Wednesday, May 21, 2003


The owner plans to write more instructional books after the store closes.
THE VINDICATOR, YOUNGSTOWN, OHIO
By DON SHILLING
VINDICATOR BUSINESS EDITOR
BOARDMAN -- July 31 will be the day the music dies at Neapolitan Music.
The store where thousands of young musicians have taken lessons or bought reeds for woodwind instruments will close.
The final days are bittersweet for owner Joe Maroni.
They are bitter because they mean an end of a vision created by Gabe Neapolitan, who started the store in Youngstown in 1937. He wanted to make music affordable for school pupils, so he developed a rental instrument program and promoted it heavily at area schools.
The store's glory days came in the 1960s when it rented up to 1,200 instruments a year and provided lessons for hundreds.
Maroni loved those days because of the closeness of the schools and the music stores. Band directors relied on the stores for repairing instruments and stocking music supplies for pupils, and the stores benefited from business referrals from the schools.
A band director himself at the time, Maroni took up Gabe Neapolitan's offer to join the store as a part-time employee in 1968. Maroni bought the business in 1985 when Neapolitan died.
What's changed
But the close relationship between the store and the community has changed, making running the business less fun, Maroni said.
He still knows the local band directors, but the chummy relationship has changed. Band directors often frustrate him now because they send pupils to national retailers, seeming more concerned with saving their pupils a few dollars than supporting a local business, he said.
"The days of loyalty are gone," he said.
The nature of the music business also has changed. First, catalog retailers became popular, as did Internet sales.
Now, he figures that many shoppers come in to ask questions about an instrument and then, after they figure out what model they want, place an order over the Internet.
Music companies also have made it hard for local stores, he said. They used to offer volume discounts with the purchase of 10 or 12 instruments, but now they ask for an order of 50.

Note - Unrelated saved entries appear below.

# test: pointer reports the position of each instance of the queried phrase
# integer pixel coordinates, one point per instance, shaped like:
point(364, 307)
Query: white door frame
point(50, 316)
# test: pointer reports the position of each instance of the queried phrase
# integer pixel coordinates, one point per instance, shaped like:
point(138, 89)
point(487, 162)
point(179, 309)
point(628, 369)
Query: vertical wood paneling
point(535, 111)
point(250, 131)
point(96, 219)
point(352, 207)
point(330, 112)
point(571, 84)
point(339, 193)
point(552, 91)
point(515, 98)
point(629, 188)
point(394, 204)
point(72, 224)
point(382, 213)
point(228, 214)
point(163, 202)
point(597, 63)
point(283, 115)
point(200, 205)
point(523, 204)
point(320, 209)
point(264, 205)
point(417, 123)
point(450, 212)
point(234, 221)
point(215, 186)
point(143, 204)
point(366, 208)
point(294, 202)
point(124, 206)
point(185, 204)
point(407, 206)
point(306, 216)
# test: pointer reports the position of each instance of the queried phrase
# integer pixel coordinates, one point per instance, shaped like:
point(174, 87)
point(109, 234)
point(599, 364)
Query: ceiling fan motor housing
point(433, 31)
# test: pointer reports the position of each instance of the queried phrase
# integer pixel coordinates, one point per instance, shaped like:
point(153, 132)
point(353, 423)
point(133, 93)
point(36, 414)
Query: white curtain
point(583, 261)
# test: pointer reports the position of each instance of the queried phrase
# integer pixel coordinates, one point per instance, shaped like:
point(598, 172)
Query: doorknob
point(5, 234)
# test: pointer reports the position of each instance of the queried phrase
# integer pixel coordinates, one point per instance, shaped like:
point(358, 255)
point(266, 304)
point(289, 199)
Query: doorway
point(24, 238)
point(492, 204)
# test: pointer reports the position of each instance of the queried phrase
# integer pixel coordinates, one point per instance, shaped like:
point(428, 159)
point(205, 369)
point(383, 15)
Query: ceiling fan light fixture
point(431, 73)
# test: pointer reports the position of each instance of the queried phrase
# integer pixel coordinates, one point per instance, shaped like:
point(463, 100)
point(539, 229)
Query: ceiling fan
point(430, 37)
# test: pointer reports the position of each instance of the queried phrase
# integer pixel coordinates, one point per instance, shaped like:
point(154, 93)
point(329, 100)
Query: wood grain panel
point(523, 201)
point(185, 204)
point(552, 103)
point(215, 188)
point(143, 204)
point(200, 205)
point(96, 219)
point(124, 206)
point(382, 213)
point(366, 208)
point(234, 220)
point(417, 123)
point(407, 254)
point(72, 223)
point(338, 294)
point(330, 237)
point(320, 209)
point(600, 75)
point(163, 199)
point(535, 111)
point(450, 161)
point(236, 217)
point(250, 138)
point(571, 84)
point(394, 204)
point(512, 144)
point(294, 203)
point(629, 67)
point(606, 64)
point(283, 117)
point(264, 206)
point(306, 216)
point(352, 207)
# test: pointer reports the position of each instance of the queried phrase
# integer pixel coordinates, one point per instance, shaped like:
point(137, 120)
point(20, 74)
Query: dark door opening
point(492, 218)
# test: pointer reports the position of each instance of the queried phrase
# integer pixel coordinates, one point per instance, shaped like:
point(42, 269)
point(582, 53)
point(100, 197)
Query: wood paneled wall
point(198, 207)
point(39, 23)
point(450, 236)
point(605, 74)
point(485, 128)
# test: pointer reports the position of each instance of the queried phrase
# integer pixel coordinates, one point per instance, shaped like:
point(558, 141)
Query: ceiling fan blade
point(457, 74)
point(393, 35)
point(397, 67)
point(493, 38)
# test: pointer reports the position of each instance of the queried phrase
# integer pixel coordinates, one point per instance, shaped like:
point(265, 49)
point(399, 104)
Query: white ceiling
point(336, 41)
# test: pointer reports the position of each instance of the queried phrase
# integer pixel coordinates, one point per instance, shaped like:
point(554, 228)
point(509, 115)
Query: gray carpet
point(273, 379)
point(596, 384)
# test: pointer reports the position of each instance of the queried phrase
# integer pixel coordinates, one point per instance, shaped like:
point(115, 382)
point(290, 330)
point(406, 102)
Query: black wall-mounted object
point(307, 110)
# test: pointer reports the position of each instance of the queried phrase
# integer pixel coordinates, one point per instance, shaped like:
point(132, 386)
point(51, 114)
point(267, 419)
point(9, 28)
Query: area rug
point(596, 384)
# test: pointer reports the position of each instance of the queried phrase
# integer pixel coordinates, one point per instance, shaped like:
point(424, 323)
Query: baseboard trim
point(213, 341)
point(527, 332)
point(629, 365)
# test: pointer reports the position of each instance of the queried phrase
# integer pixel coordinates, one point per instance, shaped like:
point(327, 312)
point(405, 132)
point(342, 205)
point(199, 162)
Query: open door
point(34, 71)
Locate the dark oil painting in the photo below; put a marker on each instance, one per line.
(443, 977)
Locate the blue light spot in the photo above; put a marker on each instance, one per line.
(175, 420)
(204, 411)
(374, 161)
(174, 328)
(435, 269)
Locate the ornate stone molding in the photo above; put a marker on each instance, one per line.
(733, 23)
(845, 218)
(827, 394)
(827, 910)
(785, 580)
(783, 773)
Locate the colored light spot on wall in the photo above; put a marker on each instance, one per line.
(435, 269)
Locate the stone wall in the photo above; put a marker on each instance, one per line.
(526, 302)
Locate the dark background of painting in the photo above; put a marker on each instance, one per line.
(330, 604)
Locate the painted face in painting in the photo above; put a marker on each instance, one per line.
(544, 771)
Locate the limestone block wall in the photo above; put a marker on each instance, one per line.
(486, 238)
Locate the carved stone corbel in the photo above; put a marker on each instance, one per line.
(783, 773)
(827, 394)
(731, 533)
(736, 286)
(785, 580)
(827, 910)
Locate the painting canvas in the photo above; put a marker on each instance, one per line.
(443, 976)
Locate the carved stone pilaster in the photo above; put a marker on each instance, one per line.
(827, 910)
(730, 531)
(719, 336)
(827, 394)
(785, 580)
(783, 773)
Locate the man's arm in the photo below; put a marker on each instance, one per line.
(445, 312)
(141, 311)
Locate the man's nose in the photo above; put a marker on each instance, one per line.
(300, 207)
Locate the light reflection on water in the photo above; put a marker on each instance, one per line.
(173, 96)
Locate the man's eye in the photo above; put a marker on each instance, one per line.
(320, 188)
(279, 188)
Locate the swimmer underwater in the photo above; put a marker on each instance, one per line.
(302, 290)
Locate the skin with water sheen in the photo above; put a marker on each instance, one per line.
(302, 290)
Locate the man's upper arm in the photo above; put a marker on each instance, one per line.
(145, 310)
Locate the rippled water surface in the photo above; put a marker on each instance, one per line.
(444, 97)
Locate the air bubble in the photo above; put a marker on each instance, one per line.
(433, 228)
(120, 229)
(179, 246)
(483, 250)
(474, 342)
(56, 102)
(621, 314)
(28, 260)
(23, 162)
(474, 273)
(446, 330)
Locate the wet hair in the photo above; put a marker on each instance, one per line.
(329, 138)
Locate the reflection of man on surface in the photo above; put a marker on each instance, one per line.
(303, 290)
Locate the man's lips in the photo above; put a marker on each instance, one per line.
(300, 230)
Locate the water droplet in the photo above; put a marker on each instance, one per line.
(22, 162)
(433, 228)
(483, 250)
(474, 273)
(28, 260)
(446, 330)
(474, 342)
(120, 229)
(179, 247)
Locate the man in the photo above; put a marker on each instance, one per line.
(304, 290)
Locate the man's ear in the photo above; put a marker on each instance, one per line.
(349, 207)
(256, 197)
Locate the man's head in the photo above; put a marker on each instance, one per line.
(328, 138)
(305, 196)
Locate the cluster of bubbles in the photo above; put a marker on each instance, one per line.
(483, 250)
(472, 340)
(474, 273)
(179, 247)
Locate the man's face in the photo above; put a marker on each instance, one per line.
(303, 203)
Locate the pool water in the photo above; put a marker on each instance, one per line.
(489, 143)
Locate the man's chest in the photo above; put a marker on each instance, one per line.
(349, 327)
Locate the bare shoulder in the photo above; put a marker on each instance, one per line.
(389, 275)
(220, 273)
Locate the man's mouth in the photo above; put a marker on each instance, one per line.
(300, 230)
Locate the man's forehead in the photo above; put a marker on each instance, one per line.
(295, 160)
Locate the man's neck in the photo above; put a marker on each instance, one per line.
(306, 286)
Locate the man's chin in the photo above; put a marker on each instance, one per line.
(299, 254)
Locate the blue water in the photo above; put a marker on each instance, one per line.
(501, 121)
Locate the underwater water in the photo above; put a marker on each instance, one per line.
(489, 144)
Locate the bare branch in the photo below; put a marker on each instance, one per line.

Also causing sales to slip has been the success of music programs at area schools, he said. So many people have instruments from their youth that young people today have no problem finding an instrument to borrow or buy cheaply.
"Every time you sell someone an instrument, they're an automatic competitor," Maroni said.
Publishing success
The demand for lessons at the store also declined over the years as suburban residents became reluctant to come into Youngstown, he said. The store used to be on South Avenue on the city's South Side.
When the store moved into the Boardman Plaza two years ago, it stopped offering lessons.
With the way the business has changed over the years, Maroni, 62, finds himself looking forward to the closing.
He will use his extra time to write more instructional books and performance pieces. He has five percussion instruction books published with Mel Bay Publications and three with Southern Music Co. He also has six performance pieces published.
He has an instructional book on mallet playing coming out in September and just submitted a book on playing the flute, his first nonpercussion book, to Mel Bay.
The publisher also sends him to schools to give percussion clinics to band directors.
Maroni teaches computer science at Youngstown State University and serves as a substitute elementary school principal in Youngstown. He retired as a band director in 1998 after working for South Range and Youngstown schools.
He said he would have kept the store going longer if he didn't have these other sources of income. But he thinks he'll be happy spending his time on his other activities, and his wife, Judy, is ready to step down from running the store's daily operations.
"It was more of a hobby for me," he said. "She carried the burden and stress of the business."